Joni Mitchell became an instant cult classic when she released her debut album. With songs such as Both Sides Now and Big Yellow Taxi under her belt, the legendary singer is considered one of the most influential artists of the 1960s and 1970s. Since then, she has continued to inspire others.
At the same time as Mitchell’s place in music history can never be debated, she’s endured a pretty rough time of things in the last decade, including being diagnosed with a mysterious disease that she described as something “from outer space.” Weeks ago, she made her first public appearance in a very long time. Suffice to say that at 78, she still looks terrific!
So how did Joni Mitchell grow to fame? And why did she decide to give her daughter up for adoption? This is all you need to know about the legendary singer and songwriter!
Joni Mitchell was born Roberta Joan Anderson on November 7, 1943, in Fort McCloud, Alberta. She was the only child of parents Myrtle and Bill Anderson. It seems that Joni was destined for a music career right from the beginning.
The start of Joni Mitchell’s life wasn’t easy at all. At age nine, she got polio and was put in a wheelchair. She began singing to other children at the hospital, but her first-ever “performances” weren’t well received by the other patients.
“My spine was twisted up like a train wreck. I couldn’t walk. I was paralyzed. Forty years later, it comes back with a vengeance,” Mitchell said in 1995.
“It’s like multiple sclerosis. It means your electrical system burns out and your muscles begin to atrophy. It means impending paraplegia.”
She added: “I have to guard my energy. Just like the bunnies in those battery commercials. I’m the one that’s about to keel over. I’m not the one that’s going and going.”
When she was young, Joni’s family moved to a small town in Saskatchewan called Maidstone. After that, they moved again to Battleford, and later to Saskatoon. Her mother, Myrtle, always wanted Joni to get involved in music, as her father also worked in the business.

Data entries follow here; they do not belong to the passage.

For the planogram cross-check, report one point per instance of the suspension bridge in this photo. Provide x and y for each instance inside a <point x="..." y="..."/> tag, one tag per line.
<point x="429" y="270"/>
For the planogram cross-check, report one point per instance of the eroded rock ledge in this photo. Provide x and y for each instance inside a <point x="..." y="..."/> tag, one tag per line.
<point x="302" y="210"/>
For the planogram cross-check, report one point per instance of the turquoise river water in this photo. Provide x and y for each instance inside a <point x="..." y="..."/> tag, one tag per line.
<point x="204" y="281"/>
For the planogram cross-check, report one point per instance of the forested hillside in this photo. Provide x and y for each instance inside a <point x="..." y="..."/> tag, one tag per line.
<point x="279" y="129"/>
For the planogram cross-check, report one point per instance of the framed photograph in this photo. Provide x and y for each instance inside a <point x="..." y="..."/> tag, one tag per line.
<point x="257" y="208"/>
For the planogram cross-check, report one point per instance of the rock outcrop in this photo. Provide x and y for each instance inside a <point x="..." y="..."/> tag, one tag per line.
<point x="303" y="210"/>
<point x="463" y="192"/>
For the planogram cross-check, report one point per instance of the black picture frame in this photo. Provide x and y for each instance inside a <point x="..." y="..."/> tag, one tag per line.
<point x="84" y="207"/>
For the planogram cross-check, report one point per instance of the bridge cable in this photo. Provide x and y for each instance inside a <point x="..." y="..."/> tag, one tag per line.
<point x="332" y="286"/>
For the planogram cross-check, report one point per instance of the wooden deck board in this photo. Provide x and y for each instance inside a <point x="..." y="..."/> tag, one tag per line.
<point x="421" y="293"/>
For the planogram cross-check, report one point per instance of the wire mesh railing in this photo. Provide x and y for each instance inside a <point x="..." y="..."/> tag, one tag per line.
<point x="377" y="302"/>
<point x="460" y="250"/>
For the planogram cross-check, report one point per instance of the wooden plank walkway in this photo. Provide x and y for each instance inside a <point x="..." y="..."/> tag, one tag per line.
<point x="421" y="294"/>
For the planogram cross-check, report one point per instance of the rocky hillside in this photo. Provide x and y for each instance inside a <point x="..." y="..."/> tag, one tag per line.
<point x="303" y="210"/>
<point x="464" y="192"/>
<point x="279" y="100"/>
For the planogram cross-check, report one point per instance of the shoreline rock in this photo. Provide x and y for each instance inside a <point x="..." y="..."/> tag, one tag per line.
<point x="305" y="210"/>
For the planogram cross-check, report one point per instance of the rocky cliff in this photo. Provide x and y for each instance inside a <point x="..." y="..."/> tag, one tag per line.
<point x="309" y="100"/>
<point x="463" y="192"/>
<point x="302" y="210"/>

He was involved with marching bands when Joni was young, and played trumpet. Joni had piano lessons as a youngster, but she was more interested in painting, and later went to art college.
Even so, music was very much present in her life, even when her parents weren’t around.
Mitchell ended up regularly going to a coffeehouse to listen to some jazz music. She described herself as the “rock and roller, teeny-bop go-to-dances-on-Saturday-night-type” and didn’t really enjoy the jazz.
Yet she still returned to the same place several times, and that has since transpired to likely be the most important decision she made.
One night, a particular band caught her attention, and Joni asked the group’s singer to teach her how to teach the guitar. He didn’t want to, and so Joni instead insisted on learning to play by herself. Only, there was one massive obstacle.
“I went out and bought myself a ukulele because my mother thought that guitar…she sort of associated guitar music with country and western, which was sort of hillbillyish there,” she recalled.
“I bought myself a ukulele and I plunked my way through most of the summer. Then I went off to art college and started playing in a club there with Peter Albling, who was the headliner.”
As mentioned, Joni actually attended art college, though music soon became a large part of her life. Alongside Peter Abling, she landed gigs in several Canadian cities, and moved on to play at folk festivals.
Not long after, Joni met Chuck Mitchell. The two fell in love and moved to Detroit, Michigan, where they worked as a duo. They married in 1965, with Joni taking on his last name. Though the couple divorced just two years later, she kept the surname.
Around that time, Joni also gave birth to a daughter, though she decided to give her up for adoption. This part of her life was very tough on Mitchell, and it actually became something of the inspiration behind one of her most beloved songs, Both Sides, Now.
“I’ve gone through some bad stuff already. You know, the loss of my daughter. I was in a bad marriage. You know, it’s love’s illusion,” Joni told NPR of the song, adding that she gave up her daughter to give her a brighter future.
“I had to give her up for adoption. You know, like, ’cause I couldn’t get enough money together,” she added.
“I married this guy, you know, in order to kind of keep her, and then I thought, ‘No, no, no. This is not a good home. I don’t want to bring — she’s better off elsewhere, you know, than to come in on this. I’ve got to get out of this marriage. It’s not working,’ you know. We married each other for the wrong reasons, you know. Both of us.”